A MOTHER who almost lost her daughter to meningitis B has joined thousands calling for the vaccine to be extended to all youngsters on the NHS.

Jenny Daniels, 34, of Horspath, whose eight-year-old daughter Charlotte Nott had parts of her arms and legs amputated after contracting the disease, has demanded that all children – not just infants, who have received the vaccine for free since last September – be offered the jab.

The petition calling for the meningitis B vaccine to be given to all children, not just babies, after the death of two-year-old Faye Burdett from Kent, became the most endorsed on the UK Government website yesterday with more than 580,000 signatures.

At the same time it has emerged that a national shortage of the drug, Bexsero, is making it more difficult for families with older children to get the jab privately.

Miss Daniels signed the petition and ‘shared’ the pictures online. She said: “I don’t have high hopes that the Government will roll it out to older children, but the fact that so many people have signed is a start.

“Meningitis is the most vile thing I have ever come across. If people don’t like looking at it that’s fair enough but that is the reality.”

Today she said Charlotte is “bright as a button and happy as Larry”. She uses prosthetic limbs, which are regularly replaced at a cost of £6,000, and may receive new ‘bionic’ hands made from a 3D printer later this year. She was almost three when she contracted the disease, meaning she would not have been eligible for the vaccine on the NHS.

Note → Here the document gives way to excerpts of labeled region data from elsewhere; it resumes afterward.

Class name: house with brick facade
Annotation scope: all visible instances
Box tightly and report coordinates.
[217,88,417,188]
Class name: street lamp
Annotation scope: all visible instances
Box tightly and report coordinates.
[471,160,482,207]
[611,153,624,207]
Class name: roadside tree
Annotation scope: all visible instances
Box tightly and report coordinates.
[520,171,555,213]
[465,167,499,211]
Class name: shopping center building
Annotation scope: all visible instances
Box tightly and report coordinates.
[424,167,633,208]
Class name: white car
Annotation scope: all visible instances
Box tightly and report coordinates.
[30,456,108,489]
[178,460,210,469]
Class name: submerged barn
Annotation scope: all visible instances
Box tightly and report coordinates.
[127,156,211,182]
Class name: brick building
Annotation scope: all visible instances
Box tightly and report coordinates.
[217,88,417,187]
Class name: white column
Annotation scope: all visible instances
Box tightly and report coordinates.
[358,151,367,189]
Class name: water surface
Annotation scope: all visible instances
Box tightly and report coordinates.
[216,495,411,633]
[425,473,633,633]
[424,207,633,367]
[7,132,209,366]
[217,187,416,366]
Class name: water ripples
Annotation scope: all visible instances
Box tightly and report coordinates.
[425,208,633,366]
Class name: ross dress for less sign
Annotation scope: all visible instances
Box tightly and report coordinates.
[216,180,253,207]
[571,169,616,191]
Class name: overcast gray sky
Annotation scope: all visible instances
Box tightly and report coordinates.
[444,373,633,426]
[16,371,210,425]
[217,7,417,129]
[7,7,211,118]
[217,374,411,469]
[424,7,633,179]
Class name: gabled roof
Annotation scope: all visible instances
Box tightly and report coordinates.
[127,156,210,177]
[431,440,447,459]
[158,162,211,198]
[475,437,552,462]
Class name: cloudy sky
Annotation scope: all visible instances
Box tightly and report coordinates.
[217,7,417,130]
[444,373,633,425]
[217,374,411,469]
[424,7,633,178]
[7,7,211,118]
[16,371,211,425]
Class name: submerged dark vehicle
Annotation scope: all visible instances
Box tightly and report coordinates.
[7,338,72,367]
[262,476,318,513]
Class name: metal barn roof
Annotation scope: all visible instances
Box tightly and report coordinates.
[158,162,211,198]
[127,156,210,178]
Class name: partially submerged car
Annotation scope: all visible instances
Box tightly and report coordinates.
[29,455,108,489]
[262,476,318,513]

Miss Daniels added: “What parents with children of that age go through now is worse knowing the vaccine is there. I can’t imagine what it’s like for them.”

The vaccine is available on the NHS for babies aged two months, followed by a second dose at four months and then a booster at 12 months. Any vaccine afterwards must be paid for privately but a global scarcity of the vaccine Bexsero means supplies are very low.

Dr Robert Armstrong, of The Manor Hospital in Headington, says they won’t get any more until at least June.

He added: “I presume it’s a manufacturing hold-up.”

Dr Mary Ramsay, Head of Immunisations at Public Health England, said: “We are aware that GSK has supply constraints on the Bexsero vaccine for the private market. However, this does not impact the NHS programme and the MenB vaccination programme will continue to be delivered to eligible infants.”